Diffusion Speech Denoising in 2025 -- StoRM, SGMSE+, UNIVERSE++, Schrodinger Bridges, and Streaming Variants
Download printable cheat-sheet (CC-BY 4.0)24 Apr 2025, 00:00 Z
TL;DR Speech denoising now spans a family of diffusion-flavoured designs. StoRM blends a predictive estimate with a diffusion sampler to tame hallucinations at low cost; SGMSE/SGMSE+ continue to scale score matching with variance-aware schedulers; UNIVERSE++ bakes in adversarial loss and low-rank adaptation for cross-condition robustness; few-step Schrodinger-Bridge variants target sub-10 step inference; causal diffusion architectures chase streaming deployment; and MossFormer2 remains a strong baseline when you can tolerate separation-first latency.
Why teams care in 2025
- Customer support, call centers, and meeting tooling now demand universal denoisers that handle noise, reverberation, codec artifacts, and far-field setups without per-domain tuning.

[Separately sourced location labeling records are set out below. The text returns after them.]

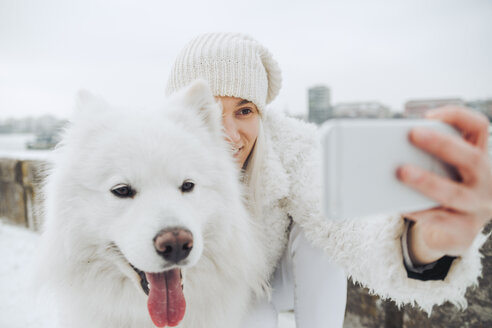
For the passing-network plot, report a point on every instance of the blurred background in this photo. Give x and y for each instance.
(375, 59)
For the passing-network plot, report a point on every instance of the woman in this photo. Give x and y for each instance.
(390, 255)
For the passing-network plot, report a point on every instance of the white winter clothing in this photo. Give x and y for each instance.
(368, 249)
(307, 282)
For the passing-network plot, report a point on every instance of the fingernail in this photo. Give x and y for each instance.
(432, 113)
(422, 135)
(413, 174)
(408, 173)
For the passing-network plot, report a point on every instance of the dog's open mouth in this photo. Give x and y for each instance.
(166, 303)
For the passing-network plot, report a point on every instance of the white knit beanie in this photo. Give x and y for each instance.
(234, 65)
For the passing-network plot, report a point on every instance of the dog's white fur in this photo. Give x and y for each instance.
(90, 236)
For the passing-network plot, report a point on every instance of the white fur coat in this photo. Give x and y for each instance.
(369, 250)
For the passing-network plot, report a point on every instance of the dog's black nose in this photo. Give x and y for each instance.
(173, 244)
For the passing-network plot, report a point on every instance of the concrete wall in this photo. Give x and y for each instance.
(19, 202)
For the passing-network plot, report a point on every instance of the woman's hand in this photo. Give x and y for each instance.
(466, 206)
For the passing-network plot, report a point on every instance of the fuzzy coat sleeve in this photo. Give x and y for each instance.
(369, 249)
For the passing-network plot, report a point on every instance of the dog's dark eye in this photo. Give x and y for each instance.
(123, 191)
(187, 186)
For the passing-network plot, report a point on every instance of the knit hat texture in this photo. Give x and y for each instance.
(234, 65)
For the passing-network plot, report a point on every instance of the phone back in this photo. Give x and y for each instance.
(360, 159)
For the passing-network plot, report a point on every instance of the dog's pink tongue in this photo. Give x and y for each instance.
(166, 302)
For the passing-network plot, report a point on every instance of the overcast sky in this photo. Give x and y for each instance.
(387, 51)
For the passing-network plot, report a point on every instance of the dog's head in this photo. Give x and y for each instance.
(148, 184)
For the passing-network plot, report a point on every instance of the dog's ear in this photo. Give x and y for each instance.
(198, 97)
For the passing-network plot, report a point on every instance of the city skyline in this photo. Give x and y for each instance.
(384, 52)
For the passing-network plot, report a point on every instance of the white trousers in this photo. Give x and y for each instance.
(306, 282)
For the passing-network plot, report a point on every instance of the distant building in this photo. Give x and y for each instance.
(370, 109)
(483, 106)
(417, 108)
(319, 104)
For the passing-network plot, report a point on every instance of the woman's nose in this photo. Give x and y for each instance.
(231, 130)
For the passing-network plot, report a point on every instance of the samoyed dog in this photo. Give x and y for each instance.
(144, 219)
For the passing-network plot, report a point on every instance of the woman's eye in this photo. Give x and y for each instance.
(123, 191)
(187, 186)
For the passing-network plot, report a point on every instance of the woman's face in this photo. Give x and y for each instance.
(240, 118)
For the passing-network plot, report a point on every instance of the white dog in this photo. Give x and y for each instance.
(145, 224)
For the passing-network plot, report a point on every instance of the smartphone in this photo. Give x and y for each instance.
(360, 160)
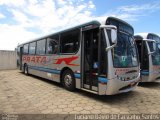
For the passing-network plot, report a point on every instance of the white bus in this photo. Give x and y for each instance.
(98, 57)
(148, 45)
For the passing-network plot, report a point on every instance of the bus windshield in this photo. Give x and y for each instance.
(125, 54)
(156, 54)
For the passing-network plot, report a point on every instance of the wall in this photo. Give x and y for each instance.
(8, 60)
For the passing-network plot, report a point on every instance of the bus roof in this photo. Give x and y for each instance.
(99, 22)
(145, 35)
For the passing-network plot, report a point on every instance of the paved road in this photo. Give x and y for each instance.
(29, 94)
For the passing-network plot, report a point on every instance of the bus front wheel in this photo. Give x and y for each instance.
(68, 80)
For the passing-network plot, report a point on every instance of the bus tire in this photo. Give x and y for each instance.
(26, 69)
(68, 80)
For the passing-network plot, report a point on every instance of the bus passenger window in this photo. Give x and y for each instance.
(70, 41)
(41, 47)
(52, 45)
(32, 48)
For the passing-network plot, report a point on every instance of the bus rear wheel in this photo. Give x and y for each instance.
(68, 80)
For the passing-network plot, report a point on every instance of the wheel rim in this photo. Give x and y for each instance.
(68, 80)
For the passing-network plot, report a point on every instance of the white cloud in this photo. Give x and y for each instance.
(12, 35)
(12, 2)
(1, 16)
(133, 12)
(46, 16)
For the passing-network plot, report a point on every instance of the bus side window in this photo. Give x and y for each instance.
(70, 41)
(52, 44)
(41, 44)
(32, 48)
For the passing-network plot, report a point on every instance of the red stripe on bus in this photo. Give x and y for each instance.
(67, 61)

- Real-time AI voice agents (telephony, kiosks, wearables) force inference budgets down to single-digit diffusion steps -- or hybrids that drop to predictive streams when necessary.
- Evaluation shifted from "cleaner spectrograms" to intelligibility (STOI/SI-SDR), MOS (subjective or DNSMOS), and downstream ASR WER. Modern stacks must show gains across all.
The models, at a glance
| Model | Key idea | Step count | Notable metrics | Where it shines |
| StoRM (Lemercier et al., IEEE/ACM TASLP 2023) | Predictive network provides a guided starting point for the diffusion sampler, suppressing breathing/phonation artifacts. | 8-30 (configurable) | VoiceBank+DEMAND PESQ >= 2.9 with 8 steps; DNSMOS better than pure score-matching at same budget. | Low-latency deployments that still need diffusion-grade quality. |
| SGMSE / SGMSE+ (Richter et al., 2022; Lay & Gerkmann, 2024) | Score-based generative speech enhancement with SDEs; SGMSE+ adds a stronger UNet, variance-aware schedules, and dereverb handling. |